Mortgage balances on consumer credit reports reached a peak in the middle of 2008 at roughly $9 trillion and dropped to $8.2 trillion as of March 31.
In the first quarter, consumers shed $81 billion in mortgage debt after a $134 billion reduction in the previous three months and a $114 billion decrease in the third quarter of last year.
New mortgage originations appearing on credit reports are inching back up and foreclosures remain subdued, according to the New York Fed report.
New originations rose to $412 billion in the first quarter from $404 billion in 4Q 2011. In the first quarter of 2011, originations reached $499 billion, marking three-straight quarters of growth. But that dropped to $352 billion in the next period and to $292 billion at end of 3Q of 2011.
Credit reporting agencies added 291,000 foreclosures on borrower reports in the first quarter, the same level from the previous three months but nearly 21% lower than the same quarter last year, according to the New York Fed.
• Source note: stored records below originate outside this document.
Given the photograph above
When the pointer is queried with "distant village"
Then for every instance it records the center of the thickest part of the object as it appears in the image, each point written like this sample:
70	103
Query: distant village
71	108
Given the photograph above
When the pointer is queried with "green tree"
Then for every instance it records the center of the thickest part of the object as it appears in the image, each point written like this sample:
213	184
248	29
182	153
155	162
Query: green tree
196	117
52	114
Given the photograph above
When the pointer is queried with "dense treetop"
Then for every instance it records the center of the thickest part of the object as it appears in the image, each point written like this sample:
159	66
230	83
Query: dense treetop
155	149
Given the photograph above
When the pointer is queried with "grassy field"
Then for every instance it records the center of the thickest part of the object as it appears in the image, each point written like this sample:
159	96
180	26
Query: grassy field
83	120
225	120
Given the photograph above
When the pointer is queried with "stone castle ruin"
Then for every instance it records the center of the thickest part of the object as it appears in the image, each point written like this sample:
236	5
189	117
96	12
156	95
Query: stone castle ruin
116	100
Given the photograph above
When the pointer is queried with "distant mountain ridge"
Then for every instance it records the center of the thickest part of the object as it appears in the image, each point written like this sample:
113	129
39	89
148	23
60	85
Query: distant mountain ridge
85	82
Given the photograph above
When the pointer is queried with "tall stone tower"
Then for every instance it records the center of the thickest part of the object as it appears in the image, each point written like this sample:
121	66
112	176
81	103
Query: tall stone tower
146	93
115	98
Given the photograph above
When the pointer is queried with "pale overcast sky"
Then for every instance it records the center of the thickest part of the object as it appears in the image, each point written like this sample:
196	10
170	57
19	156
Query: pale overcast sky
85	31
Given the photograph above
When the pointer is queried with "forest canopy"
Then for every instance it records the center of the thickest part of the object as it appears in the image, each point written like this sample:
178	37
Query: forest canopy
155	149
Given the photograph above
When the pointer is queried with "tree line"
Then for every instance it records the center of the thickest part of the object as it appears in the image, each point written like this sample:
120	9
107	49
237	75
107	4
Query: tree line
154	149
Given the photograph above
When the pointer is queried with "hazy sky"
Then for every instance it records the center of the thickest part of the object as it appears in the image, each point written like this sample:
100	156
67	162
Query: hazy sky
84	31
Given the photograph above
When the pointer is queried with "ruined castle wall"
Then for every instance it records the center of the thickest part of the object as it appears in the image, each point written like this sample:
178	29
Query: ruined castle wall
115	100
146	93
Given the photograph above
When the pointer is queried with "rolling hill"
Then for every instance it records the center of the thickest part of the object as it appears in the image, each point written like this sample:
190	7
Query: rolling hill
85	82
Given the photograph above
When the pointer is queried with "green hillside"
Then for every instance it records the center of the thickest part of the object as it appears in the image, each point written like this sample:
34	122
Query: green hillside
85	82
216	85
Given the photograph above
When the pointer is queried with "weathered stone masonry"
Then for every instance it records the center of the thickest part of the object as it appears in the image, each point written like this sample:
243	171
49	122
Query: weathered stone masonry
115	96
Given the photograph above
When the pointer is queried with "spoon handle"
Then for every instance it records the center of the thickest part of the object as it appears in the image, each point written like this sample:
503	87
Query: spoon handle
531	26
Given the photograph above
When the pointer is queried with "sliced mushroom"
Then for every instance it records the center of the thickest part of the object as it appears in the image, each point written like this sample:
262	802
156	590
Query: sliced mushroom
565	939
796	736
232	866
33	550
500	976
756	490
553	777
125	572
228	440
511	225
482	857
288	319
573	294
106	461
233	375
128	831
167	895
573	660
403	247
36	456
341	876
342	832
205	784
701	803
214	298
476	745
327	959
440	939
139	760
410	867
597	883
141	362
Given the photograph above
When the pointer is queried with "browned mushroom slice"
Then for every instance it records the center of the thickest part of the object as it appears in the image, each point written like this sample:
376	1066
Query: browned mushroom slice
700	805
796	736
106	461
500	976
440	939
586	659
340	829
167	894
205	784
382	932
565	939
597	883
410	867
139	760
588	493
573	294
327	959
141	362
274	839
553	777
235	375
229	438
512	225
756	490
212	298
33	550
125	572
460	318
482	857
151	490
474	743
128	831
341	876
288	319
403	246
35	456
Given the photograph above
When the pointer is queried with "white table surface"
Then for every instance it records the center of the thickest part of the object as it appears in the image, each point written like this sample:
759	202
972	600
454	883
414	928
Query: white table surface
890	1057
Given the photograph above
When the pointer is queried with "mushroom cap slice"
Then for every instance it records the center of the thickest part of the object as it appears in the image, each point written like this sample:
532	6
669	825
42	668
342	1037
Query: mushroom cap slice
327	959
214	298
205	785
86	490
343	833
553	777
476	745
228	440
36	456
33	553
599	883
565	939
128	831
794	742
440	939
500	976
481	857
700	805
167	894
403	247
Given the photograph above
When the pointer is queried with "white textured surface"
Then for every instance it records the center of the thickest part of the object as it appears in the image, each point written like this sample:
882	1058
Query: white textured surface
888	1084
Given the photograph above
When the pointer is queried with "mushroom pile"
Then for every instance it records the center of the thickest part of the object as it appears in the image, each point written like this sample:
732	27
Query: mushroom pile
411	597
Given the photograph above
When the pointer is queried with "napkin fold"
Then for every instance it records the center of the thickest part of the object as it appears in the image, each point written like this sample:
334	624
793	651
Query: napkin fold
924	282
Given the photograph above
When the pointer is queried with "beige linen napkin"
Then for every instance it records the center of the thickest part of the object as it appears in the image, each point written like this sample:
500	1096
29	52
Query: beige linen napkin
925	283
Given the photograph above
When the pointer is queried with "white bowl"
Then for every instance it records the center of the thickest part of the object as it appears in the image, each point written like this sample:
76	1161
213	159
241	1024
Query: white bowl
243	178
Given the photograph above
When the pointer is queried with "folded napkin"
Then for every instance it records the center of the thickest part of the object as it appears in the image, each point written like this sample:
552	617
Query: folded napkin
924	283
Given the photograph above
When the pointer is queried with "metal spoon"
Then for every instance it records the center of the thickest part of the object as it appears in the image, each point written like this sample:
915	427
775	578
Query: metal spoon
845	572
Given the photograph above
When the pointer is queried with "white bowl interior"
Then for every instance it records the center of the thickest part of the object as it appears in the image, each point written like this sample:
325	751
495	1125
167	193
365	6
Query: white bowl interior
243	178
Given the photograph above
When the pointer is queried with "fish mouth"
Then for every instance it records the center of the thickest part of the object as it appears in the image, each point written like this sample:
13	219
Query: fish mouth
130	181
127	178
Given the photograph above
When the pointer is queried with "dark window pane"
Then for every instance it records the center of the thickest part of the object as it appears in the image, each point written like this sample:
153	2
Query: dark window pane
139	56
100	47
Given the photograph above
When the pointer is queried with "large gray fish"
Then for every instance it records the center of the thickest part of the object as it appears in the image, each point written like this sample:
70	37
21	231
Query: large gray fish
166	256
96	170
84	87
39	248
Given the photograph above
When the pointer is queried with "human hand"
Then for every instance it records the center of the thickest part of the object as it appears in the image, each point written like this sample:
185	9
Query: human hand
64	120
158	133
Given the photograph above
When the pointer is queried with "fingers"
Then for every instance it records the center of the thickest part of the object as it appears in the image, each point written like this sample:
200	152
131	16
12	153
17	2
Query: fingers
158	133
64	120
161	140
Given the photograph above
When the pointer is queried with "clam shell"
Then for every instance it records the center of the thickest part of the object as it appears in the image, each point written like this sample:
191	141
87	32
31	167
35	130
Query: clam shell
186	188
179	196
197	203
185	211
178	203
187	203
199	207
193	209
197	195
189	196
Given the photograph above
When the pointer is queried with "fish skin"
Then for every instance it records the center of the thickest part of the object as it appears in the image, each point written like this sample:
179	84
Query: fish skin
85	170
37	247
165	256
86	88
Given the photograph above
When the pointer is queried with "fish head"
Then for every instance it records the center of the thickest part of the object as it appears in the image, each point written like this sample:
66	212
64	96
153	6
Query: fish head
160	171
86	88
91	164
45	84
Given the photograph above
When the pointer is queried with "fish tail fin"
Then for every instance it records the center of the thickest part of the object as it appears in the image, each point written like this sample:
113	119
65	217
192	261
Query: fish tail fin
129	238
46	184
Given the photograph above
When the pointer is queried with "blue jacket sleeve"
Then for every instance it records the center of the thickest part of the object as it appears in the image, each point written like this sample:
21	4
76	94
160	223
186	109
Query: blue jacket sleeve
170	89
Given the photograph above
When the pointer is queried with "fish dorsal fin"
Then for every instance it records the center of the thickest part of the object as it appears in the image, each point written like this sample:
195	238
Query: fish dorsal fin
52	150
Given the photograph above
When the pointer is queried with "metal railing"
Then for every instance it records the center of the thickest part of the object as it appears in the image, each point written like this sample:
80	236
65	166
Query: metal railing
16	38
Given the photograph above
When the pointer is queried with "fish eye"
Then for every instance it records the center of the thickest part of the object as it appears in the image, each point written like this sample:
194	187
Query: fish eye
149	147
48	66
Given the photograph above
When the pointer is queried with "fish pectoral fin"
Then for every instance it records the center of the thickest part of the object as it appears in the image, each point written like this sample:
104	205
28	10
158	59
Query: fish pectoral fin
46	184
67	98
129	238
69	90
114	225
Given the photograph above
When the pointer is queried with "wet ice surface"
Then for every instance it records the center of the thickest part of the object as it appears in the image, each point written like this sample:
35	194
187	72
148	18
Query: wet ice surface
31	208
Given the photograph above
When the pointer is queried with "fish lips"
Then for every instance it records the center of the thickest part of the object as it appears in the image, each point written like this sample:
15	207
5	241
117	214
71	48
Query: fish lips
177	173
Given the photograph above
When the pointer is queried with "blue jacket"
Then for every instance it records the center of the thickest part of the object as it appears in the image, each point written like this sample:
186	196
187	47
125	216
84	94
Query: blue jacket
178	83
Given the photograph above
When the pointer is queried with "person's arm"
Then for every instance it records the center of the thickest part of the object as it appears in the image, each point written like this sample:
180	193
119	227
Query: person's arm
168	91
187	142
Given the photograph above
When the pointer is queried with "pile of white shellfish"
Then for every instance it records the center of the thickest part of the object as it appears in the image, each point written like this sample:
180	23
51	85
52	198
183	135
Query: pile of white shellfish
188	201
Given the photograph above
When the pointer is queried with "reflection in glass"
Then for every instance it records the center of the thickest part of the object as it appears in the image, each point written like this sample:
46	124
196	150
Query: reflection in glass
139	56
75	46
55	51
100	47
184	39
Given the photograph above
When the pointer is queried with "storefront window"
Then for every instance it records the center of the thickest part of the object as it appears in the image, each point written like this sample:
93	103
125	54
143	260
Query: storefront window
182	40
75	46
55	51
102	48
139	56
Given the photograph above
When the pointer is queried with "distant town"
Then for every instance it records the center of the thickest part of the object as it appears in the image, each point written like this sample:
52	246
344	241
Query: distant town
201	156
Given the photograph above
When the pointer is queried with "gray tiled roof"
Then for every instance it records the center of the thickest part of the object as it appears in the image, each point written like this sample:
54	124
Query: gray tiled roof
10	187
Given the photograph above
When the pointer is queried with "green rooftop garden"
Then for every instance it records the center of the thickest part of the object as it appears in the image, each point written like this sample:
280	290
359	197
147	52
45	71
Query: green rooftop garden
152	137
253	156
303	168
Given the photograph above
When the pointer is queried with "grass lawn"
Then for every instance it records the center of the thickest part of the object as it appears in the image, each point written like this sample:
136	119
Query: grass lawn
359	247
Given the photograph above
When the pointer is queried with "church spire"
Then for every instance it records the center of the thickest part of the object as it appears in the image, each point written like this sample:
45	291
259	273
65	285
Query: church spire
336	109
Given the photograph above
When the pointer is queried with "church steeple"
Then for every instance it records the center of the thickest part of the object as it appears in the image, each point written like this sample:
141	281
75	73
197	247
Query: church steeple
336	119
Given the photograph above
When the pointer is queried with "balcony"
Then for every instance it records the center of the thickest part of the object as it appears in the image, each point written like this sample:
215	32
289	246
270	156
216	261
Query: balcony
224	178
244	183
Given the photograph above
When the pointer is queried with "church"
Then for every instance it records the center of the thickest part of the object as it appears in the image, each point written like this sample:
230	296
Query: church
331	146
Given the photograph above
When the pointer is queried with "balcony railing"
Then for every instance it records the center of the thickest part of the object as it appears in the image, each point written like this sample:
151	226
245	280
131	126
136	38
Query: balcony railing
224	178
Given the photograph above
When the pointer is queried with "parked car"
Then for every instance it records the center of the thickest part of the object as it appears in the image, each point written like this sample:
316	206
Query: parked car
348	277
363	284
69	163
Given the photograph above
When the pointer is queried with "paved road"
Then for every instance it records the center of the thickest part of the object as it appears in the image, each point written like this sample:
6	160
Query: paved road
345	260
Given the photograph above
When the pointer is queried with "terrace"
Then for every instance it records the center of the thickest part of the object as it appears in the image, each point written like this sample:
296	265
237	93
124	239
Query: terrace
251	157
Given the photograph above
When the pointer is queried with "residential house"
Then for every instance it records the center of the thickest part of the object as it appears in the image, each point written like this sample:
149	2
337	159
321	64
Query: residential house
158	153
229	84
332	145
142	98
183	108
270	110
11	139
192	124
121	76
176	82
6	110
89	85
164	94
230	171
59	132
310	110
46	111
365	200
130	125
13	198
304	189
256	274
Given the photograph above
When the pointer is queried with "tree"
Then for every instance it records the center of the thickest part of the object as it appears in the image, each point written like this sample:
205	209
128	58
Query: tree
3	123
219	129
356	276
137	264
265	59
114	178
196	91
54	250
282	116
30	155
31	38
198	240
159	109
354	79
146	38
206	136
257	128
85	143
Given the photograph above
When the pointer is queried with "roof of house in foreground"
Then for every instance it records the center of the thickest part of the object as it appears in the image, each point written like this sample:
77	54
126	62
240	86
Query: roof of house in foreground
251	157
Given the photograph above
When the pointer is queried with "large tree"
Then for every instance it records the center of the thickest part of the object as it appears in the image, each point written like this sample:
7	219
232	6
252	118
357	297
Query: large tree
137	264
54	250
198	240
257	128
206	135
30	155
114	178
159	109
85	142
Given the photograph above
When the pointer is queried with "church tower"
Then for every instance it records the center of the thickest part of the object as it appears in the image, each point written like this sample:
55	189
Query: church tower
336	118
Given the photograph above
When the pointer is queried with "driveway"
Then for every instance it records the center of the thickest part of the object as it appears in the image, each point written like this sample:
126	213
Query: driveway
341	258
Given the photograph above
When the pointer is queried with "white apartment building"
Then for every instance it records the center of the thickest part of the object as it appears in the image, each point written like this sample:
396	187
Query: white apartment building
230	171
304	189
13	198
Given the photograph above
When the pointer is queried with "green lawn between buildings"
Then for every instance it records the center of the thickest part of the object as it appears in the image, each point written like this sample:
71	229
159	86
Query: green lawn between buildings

As foreclosures slowed, the rate of curing a delinquent loan to current status overcame the 90-day delinquency transition rate for the first time since early in 2011. Before then, cure rates remained below severely delinquent transitions since the middle of 2007. (Click on the chart to expand.)
Overall consumer debt declined to $11.44 trillion in the first quarter, down roughly 1% from the previous quarter.
Student loan debt, on the other hand, reached $904 billion on consumer credit reports, a $30 billion increase from the end of last year.
"Student loan debt continues to grow even as consumers reduce mortgage debt and credit card balances," said Donghoon Lee, senior economist at the New York Fed. "It remains the only form of consumer debt to substantially increase since the peak of household debt in late 2008."